Quotation marks in a food name made Ruby nervous. Still, she peered in and saw what looked like Billy the Exterminator pointing to a number of cupcakes in the display window. An exterminator in a vegan cupcake shop. She must have the wrong guy. She walked on.
The gallery, to her surprise, was one Ruby had actually heard of, a place known for its roster of emerging artists. She had passed by before, though she had never gone inside. Museums felt easy to wander around in, but galleries had always made her a little nervous. There was a woman about
Ruby’s age inside the gallery, too pretty to look at directly, and a man wearing a purple blazer so gloriously silken Ruby guessed it would be called not purple but lavender, and another man whose round face seemed to burst over his turtleneck like an overripe peach. Nobody spoke. Ruby was a little disappointed—and disappointed in her own disappointment—to find that Andy’s photographs were, in their way, beautiful. The shopping carts full of garbage bags were always moving in or out of the frame in his photographs, the backgrounds were out of focus in a good way, and the lumpy faces and bodies of his “fringe people” were nicely composed. Some of the photographs were very grainy, as though taken with a camera phone and blown up, which lent a no-fucks-given artfulness to the portraits.
Later, she looked Andy up online. He occasionally posted pictures with paragraph-long stories of the people he met, stories about their desperation, the things they’d lost, the past sky-high dreams they’d had for their present falling-down selves. Hopping from one link to the next, she discovered that one man, with a big beard and darkened eyes and a sad story about his regrets, his guilt, his abusive father, and his lost son—this man had hit a nerve with people.
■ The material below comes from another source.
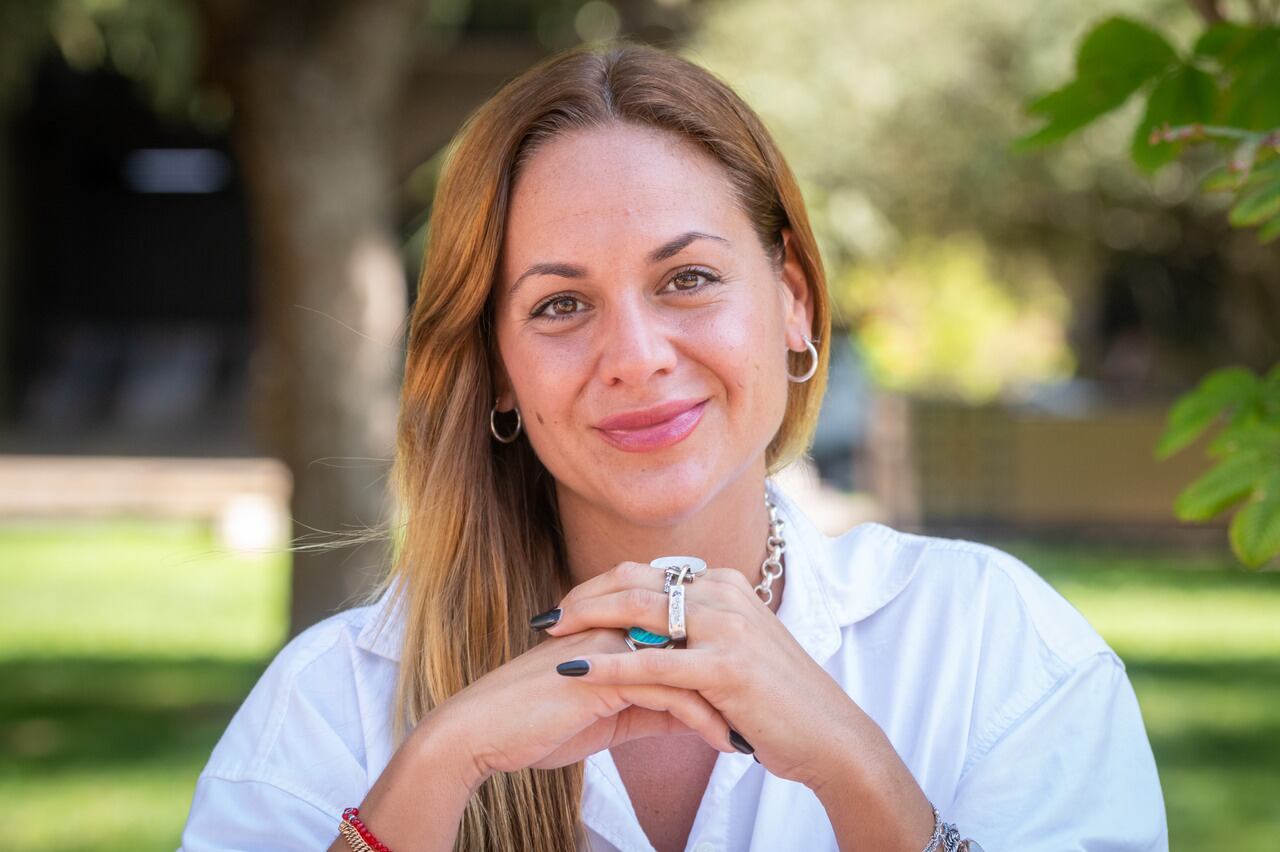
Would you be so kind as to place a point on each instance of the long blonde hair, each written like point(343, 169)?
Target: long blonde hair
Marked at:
point(480, 546)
Donations had poured in. The man Andy had photographed was invited to a daytime talk show during which he’d cried and become exponentially more famous. He was given a house. In an interview about this man and his own work, Andy said, “I believe my images tell stories that make viewers see the humanity all around us, even in the places where that humanity seems most absent.”
After Ruby and John broke up, Andy sent her a message while she was packing her clothes into old grocery bags. Caroline must have told him the news. How are you?? This is Andy from Caroline’s party in case you forgot. It has been a while huh Ruby.